Tomemos a Bonny, por ejemplo, que es tres veces olímpico en el luge y sigue siendo un piloto comercial activo (ambas metáforas excelentes de la necesidad de mantener el movimiento hacia adelante mientras se hacen correcciones juiciosas de rumbo). Recientemente lideró el exitoso esfuerzo de JetBlue (después de un par de fallidos) para desarrollar procedimientos para retrasar los vuelos con retrasos de vuelos y paradas de aeropuertos causados por el mal tiempo. Lidiar con estas «operaciones irregulares» es crucial para la reputación de JetBlue, incluso para su supervivencia. ¿Recuerdas su infame fracaso para lidiar con el retraso de una tormenta invernal, cuando mantuvo a miles de pasajeros embalados en aviones sentados en pistas de aterrizaje durante horas y horas? Eso fue el 14 de febrero de 2007, y el incidente no solo hizo que la prensa fuera horrible, sino que finalmente le costó al CEO David Neeleman su trabajo. Bonny y su equipo abordaron el desafío a través de un proceso de creación de prototipos, identificando todos los pasos involucrados en el cierre de un modelo y la reapertura de las operaciones del aeropuerto, y luego poniendo a prueba su sistema refinado una y otra vez bajo diferentes escenarios, buscando las formas en que podría fallarles.

La creación de prototipos iterativos como esta es tan poderosa porque la actitud de la sabiduría está en su esencia. Cada iteración representaba un acto decisivo: el equipo de Bonny había llegado a un nuevo enfoque que se sentía seguro de implementar. Pero aunque creían que funcionaría, sabían que su trabajo era mantenerse atentas a la nueva información que llegaba, buscar signos de problemas e imperfecciones, y encontrar formas de mejorarla aún más. Tenían confianza, pero no estaban muy seguros.
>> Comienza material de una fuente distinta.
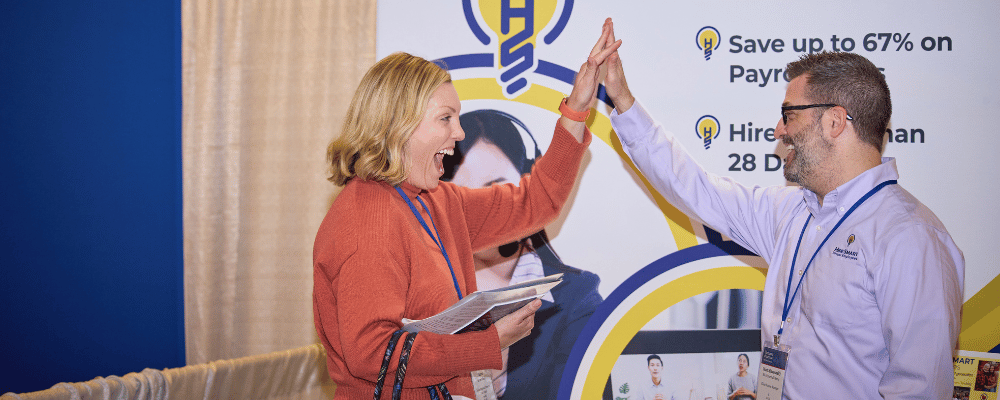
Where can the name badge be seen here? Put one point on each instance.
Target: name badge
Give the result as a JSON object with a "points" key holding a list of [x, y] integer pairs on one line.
{"points": [[771, 375], [482, 382]]}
Las primeras señales sugieren que los sistemas y procedimientos de «operaciones irregulares» son una gran mejora; funcionaron perfectamente a principios de este año cuando JetBlue se vio obligado a suspender las operaciones en el aeropuerto Kennedy durante un día como resultado de una fuerte tormenta: No había pasajeros varados en los aviones, las operaciones se reanudaron para niveles casi normales al día siguiente, y todo era tan rutinario que la prensa no escribió nada al respecto. La empresa, Chip y Dan Heath nos dicen, ahora se recupera de grandes retrasos y contratiempos un 40% más rápido que hace un año más o menos. Esto le ahorra millones de dólares y compra cantidades incalculables de fondo de comercio de los clientes.
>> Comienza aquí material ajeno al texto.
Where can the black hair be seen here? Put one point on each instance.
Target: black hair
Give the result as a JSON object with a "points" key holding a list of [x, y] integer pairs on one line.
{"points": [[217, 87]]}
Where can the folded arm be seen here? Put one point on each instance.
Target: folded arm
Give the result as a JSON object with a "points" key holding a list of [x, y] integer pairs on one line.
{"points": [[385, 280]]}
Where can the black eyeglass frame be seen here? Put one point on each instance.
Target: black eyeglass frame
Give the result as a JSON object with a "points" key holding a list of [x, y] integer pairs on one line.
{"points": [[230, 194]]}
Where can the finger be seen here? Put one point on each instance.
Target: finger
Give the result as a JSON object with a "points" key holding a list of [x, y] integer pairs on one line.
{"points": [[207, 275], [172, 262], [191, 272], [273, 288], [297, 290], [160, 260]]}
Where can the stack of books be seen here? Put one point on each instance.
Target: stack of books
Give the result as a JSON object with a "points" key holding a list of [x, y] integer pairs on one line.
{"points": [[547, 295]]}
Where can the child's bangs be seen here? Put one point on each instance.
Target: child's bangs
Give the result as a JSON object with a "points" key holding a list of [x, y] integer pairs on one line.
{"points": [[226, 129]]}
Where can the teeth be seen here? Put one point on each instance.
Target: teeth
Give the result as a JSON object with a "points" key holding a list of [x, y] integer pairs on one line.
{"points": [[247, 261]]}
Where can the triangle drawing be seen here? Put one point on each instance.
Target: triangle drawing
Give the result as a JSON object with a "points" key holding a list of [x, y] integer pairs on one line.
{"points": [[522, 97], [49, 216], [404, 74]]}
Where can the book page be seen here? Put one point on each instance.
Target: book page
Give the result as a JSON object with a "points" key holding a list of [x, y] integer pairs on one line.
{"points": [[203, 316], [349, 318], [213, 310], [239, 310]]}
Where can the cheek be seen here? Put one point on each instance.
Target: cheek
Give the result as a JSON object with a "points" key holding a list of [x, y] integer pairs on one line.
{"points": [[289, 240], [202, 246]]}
Para subrayar el punto una vez más, le robaré una frase al futurista de Silicon Valley Paul Saffo, quien ha sostenido durante mucho tiempo que los mejores líderes y las mejores organizaciones tienen opiniones fuertes que se sostienen débilmente. Las opiniones sólidas reflejan e infunden confianza, y también proporcionan una guía clara sobre la dirección que la gente debe tratar de tomar ahora mismo. Pero, dado que esas opiniones son débiles, no constituyen barreras para cambiar cuando aparece mejor información. Esta capacidad de sentir, expresar y actuar según creencias fuertes sin aferrarse a ellas irracionalmente (el estado mental que Tom Petty capturó en una línea bien conocida) es el estribillo común en la resolución de problemas de Bonny Simi, en la toma de decisiones de Andy Grove y en los consejos sencillos de Frank Hauser a todo tipo de directores: «No dither; siempre puedes cambiar de opinión más tarde».

Robert Sutton es profesor de Ciencias e Ingeniería de la Administración en la Universidad de Stanford. Estudia y escribe sobre gestión, innovación y el meollo de la vida organizacional. Su nuevo libro es Buen jefe, jefe malo, de próxima aparición de Business Plus.